Его манера держаться показалась менее надменной и скорее жалобной, когда он умолял меня не сажать его ни на одно судно, которому предстояло подниматься вверх по реке, и намекал зловещими оговорками на опасность такого подъема. Это означало мины — угрозу, к которой мы в те дни относились с несколько ошибочным презрением. Но мы не нашли на Эдисто никаких мин, и возможно, что это была лишь глупая попытка нас запугать.

Между тем Троубридж трудился над рядами свай, которые оказалось легче вытащить, чем перепилить, причем каждая задача была достаточно сложна. Это заняло гораздо больше времени, чем мы надеялись, и мы увидели, как приближается полдень и быстро падает прилив, унося с собой дюйм за дюймом наши надежды на проведение внезапного нападения у моста. В течение этого времени, да и вообще весь день, отряды на берегу под командованием капитанов Уитни и Сампсона вели периодические стычки с неграми (противником), в то время как цветное население толпилось у берега или бегало туда-сюда, как муравьи, со скромными сокровищами своих домов. Наш хлопотливый квартирмейстер мистер Бингем, умерший впоследствии от переутомления в тот знойный день, переправлял беженцев на пароход, разыскивал тюки хлопка или руководил сжиганием рисовых амбаров в соответствии с нашими приказами. Никакие жилые дома не были разрушены или разграблены нашими людьми — «бродяги» Шермана еще не прибыли, — хотя я и не расспрашивал о том, что плантационные негры могли принести в своих больших узлах. Одно имущество, должен признать, казалось законным трофеем — парадная офицерская шпага старого образца армии США, принадлежавшая генералу мятежников, который впоследствии отдал приказ похоронить полковника Шоу «вместе с его ниггерами». Я сохранил ее, не без некоторого удовлетворения, по сей день.

Наконец проход был расчищен, и так как к полудню tide (прилив) повернул обратно, мы не теряли времени на попытку подъема, оставив утес под охраной канонерки Джон Адамс и небольших сил на берегу. Едва мы миновали заграждения, как маленький буксир сел на мель, а Инок Дин, поднявшись милей выше, столкнулся с батареей справа — возможно, нашим старым неприятелем — и отбросил ее назад. Вскоре после этого он также сел на мель, и наш противник по какой-то странной причине не воспользовался этой неприятностью; а снявшись с мели, я счел за лучшее снова спуститься к утесу, так как вода в приливе все еще безнадежно спадала.

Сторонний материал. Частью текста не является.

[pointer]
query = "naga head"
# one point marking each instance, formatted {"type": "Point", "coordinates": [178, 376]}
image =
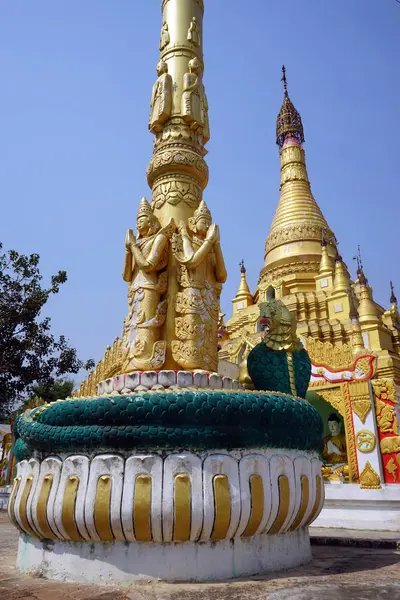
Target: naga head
{"type": "Point", "coordinates": [279, 326]}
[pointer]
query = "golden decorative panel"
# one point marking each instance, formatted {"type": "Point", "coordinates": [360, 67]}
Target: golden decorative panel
{"type": "Point", "coordinates": [390, 445]}
{"type": "Point", "coordinates": [366, 441]}
{"type": "Point", "coordinates": [350, 437]}
{"type": "Point", "coordinates": [369, 479]}
{"type": "Point", "coordinates": [335, 398]}
{"type": "Point", "coordinates": [360, 399]}
{"type": "Point", "coordinates": [384, 389]}
{"type": "Point", "coordinates": [328, 355]}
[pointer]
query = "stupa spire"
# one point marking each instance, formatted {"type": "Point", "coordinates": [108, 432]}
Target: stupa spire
{"type": "Point", "coordinates": [393, 299]}
{"type": "Point", "coordinates": [295, 234]}
{"type": "Point", "coordinates": [243, 297]}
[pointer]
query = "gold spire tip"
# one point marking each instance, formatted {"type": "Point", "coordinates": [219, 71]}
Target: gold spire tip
{"type": "Point", "coordinates": [284, 80]}
{"type": "Point", "coordinates": [393, 299]}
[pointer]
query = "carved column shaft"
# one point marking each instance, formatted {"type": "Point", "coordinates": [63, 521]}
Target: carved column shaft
{"type": "Point", "coordinates": [177, 173]}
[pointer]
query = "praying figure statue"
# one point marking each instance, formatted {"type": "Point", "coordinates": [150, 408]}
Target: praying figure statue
{"type": "Point", "coordinates": [334, 451]}
{"type": "Point", "coordinates": [194, 33]}
{"type": "Point", "coordinates": [200, 276]}
{"type": "Point", "coordinates": [194, 100]}
{"type": "Point", "coordinates": [165, 37]}
{"type": "Point", "coordinates": [146, 259]}
{"type": "Point", "coordinates": [161, 99]}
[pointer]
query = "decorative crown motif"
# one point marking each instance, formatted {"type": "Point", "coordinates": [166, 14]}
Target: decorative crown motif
{"type": "Point", "coordinates": [288, 122]}
{"type": "Point", "coordinates": [202, 212]}
{"type": "Point", "coordinates": [144, 209]}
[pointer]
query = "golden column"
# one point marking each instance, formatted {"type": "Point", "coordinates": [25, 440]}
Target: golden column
{"type": "Point", "coordinates": [175, 268]}
{"type": "Point", "coordinates": [177, 173]}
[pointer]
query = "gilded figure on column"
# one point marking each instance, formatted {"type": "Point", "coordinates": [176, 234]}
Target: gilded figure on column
{"type": "Point", "coordinates": [194, 33]}
{"type": "Point", "coordinates": [161, 99]}
{"type": "Point", "coordinates": [146, 259]}
{"type": "Point", "coordinates": [165, 37]}
{"type": "Point", "coordinates": [194, 100]}
{"type": "Point", "coordinates": [200, 276]}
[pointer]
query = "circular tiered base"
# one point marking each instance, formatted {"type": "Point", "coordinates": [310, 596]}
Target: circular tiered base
{"type": "Point", "coordinates": [172, 484]}
{"type": "Point", "coordinates": [190, 561]}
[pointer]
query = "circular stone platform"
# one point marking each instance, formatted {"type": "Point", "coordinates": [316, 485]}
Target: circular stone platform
{"type": "Point", "coordinates": [179, 485]}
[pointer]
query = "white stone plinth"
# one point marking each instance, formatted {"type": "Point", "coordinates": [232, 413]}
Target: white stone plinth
{"type": "Point", "coordinates": [118, 562]}
{"type": "Point", "coordinates": [348, 506]}
{"type": "Point", "coordinates": [4, 496]}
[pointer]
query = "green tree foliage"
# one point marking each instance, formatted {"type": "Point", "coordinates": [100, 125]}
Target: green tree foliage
{"type": "Point", "coordinates": [30, 355]}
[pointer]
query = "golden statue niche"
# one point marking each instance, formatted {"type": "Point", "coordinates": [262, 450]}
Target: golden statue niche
{"type": "Point", "coordinates": [161, 99]}
{"type": "Point", "coordinates": [194, 100]}
{"type": "Point", "coordinates": [146, 259]}
{"type": "Point", "coordinates": [201, 274]}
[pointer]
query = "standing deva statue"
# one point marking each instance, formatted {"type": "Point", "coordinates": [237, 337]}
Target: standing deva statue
{"type": "Point", "coordinates": [161, 99]}
{"type": "Point", "coordinates": [194, 100]}
{"type": "Point", "coordinates": [146, 259]}
{"type": "Point", "coordinates": [200, 276]}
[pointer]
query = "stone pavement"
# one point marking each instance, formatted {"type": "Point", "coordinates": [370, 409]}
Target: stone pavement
{"type": "Point", "coordinates": [336, 573]}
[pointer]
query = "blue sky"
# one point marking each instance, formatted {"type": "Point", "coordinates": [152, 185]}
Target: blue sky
{"type": "Point", "coordinates": [74, 146]}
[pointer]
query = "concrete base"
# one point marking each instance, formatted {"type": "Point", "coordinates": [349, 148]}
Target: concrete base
{"type": "Point", "coordinates": [347, 506]}
{"type": "Point", "coordinates": [118, 562]}
{"type": "Point", "coordinates": [4, 496]}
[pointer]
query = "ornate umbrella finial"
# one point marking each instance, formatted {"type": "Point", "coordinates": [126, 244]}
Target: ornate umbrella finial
{"type": "Point", "coordinates": [284, 80]}
{"type": "Point", "coordinates": [288, 123]}
{"type": "Point", "coordinates": [393, 299]}
{"type": "Point", "coordinates": [360, 269]}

Никто, кроме испытавших это, не может описать досаду этих илистых южных рек, судоходных лишь в течение нескольких часов прилива.

Подождав час, два малых судна снова предприняли попытку подъема. Противник справа исчез; но теперь мы видели далеко слева другую легкую батарею, двигавшуюся параллельно реке, по-видимому, чтобы встретить нас у какого-то из верхних изгибов. Но пока мы были в безопасности, окруженные низкими рисовыми полями с обеих сторон; и пейзаж был настолько мирным, что казалось, будто всякая опасность позади. Впервые мы увидели в Южной Каролине цветущие речные берега и низкие изумрудные луга, напоминавшие Новую Англию. Повсюду были те же прямоугольные поля, гладкие каналы и заросшие кустарником дампы. Несколько негров украдкой подплыли к нам на долбленках и с замиранием сердца рассказывали, как других угнали надсмотрщики. Мы безопасно скользили дальше, миля за милей. День стоял невыносимо жаркий, но все остальное казалось благоприятным. У людей все было готово для поджога моста, и наши надежды не знали границ.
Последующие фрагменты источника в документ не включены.